Retail Banking IT difficulties and arrangements in a hyper-associated age
As start-ups redraw the retail banking world map as we know it, there are estimates of $4.7T in revenue being displaced from incumbent financial services firms. The fierce competition coincides with the customers’ ease of switching providers. It appears the big-bang-banking moment is near. After all, the last 24-months demanded the execution of a virtual and untested retail banking services model. As customer restlessness runs at an unprecedented high, community banks, credit unions, and Fintech vie for the same pie. A study points out attrition rates in retail banking hovers around 11%, but the annual churn rates for new customers is close to 25% during the first year, half of which doesn’t make it to the 90-day mark.
Read that again: One in four customers will leave before the year runs out.
Compounding these churn challenges are the anachronistic siloes traditional banks cling to. When two departments in the same bank, a retail banker with transactional data and the wealth manager with a net worth or loan data, do not engage with the customer in a joint (or ‘Omni’ way), rich behavioral insights and sales opportunities are instantly sacrificed. In a world where customers are digital natives, operating out of multiple sources of truth is untenable.
Top five IT challenges and coping mechanisms for Retail Banks
- Cost Reduction: A industry report highlights the top three priorities that consume the lion’s share of their budget: regulatory compliance, elevating customer service, and implementing new technologies. These draining effects and relentless cost reduction pressures leave little over for banks to innovate. How do banks resolve this challenge? IT cost investments for retail banks are best decided over a ‘skills maturity – market opportunity’ matrix. Integrated into the long-term strategy, C Suite leaders must demonstrate agility by estimating risks accurately and wiring that into their innovation growth plays.
- Answering pivotal questions correctly: When compared across their regional and global vision, core competencies, risk appetites, or capital constraints, no two banks are alike. As modernizing their core is a must to come good on customers’ digital expectations, retail banks face an exhausting slew of variables. Where does one begin? The front office or middle office, or back office? What are the critical use cases that should be pursued? What are key trends to be prioritized from an IT perspective – conversational banking, credit underwriting, anti-fraud, cyber security, AI-enabled biometrics, or Omnichannel banking? These questions do not come with easy answers. The way to move forward is via deep dives that assess revenue impact sizes and the ecosystem opportunities that work best for leapfrogging attempts.
- Addressing Open Banking: The third IT challenge that retail banks face for a year comes from Open banking.
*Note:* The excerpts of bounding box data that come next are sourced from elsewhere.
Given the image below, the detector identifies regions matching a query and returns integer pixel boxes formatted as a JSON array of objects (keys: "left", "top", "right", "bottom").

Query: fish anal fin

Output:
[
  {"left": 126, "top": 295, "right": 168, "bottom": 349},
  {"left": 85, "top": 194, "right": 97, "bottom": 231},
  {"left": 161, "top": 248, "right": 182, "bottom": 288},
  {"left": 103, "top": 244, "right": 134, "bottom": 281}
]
CMA (competition and market authority) and market forces have undeniably brought banks into an aggressive mode. The complex demands involved in creating open, collaborative platforms require refurbishing legacy systems, redefining banking ecosystems, building holistic business models that monetize data assets and avoid future data siloes. Understandably, open banking is relatively new, as leading retail banks vigorously prepare for it. Agile and responsive intermediary layers atop core banking are being implemented. These new systems allow for API engagement, enabling third-party providers to receive customer and transaction information. Another way banks are meeting the IT challenge is by actively collaborating with Fintechs to tap into new and unrealized revenue opportunities.
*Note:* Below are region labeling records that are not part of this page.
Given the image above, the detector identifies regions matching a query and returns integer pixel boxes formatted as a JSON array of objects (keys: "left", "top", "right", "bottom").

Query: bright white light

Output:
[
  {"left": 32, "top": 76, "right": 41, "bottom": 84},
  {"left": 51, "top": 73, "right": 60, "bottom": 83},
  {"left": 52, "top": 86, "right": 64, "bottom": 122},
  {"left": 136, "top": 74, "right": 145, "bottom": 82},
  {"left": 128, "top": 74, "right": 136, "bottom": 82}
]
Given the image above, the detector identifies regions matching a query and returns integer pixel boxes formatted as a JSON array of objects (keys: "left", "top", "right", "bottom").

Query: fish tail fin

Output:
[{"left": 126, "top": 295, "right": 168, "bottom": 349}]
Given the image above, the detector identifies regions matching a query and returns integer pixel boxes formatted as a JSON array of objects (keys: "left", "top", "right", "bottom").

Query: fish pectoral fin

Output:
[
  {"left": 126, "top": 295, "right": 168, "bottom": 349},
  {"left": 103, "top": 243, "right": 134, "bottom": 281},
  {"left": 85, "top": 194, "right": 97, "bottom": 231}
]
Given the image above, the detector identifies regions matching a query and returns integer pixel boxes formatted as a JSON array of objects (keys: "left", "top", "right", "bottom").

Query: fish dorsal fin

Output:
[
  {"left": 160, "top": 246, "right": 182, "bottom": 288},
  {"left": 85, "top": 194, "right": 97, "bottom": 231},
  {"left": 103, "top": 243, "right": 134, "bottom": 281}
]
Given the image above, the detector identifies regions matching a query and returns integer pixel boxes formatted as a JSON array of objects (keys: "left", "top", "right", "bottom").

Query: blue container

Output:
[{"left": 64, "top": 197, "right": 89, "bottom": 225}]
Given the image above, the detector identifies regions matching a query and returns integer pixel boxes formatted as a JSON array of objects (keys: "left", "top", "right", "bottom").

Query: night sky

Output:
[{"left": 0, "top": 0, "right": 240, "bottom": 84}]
- Meeting the AI and ML challenges: The potential annual value of AI and analytics for global banking is tipped to cross $1T. Banks, like other industries, are thrust into an AI-powered digital age as data storage, processing costs crash, customer access, and connectivity increase each day, and the mountains of data generated by the second, call for ‘beyond-human’ decision-making abilities. What does this shift do to IT departments in traditional financial organizations? Under pressures to rapidly digitize, simplify and rebuild their processes to become more agile, IT leaders fail to precisely map how tomorrow’s winning equation will function with its AI and ML variables. The sweet spot lies in adopting a flexible and adaptive approach that presents challenges in a future-ready framework where technology meets its business potential.
- Enabling Innovation: In the climate of customer-centric business models, optimized distribution, leveraging data analytics, and proactively managing risks, the largest source of challenge for IT departments comes from the need to foster innovation capabilities. While banking leaders highlight the primary focal areas to innovate (customer interfaces and channels, customer need identification, products, and core platforms), banks are not exactly the hotbed for innovations. The reasons that aren’t difficult to decipher are not restricted to IT. First is the dearth of talent across data and analytics competencies and agile development capabilities (product and technology). The second block comes from limited ecosystem partnerships that hinder IT functions to create innovation crucibles for prototyping new products. The solution for this lies in changing the current mindsets, namely, leadership commitment (and innovation sponsorships) in cultivating a penalty-free culture.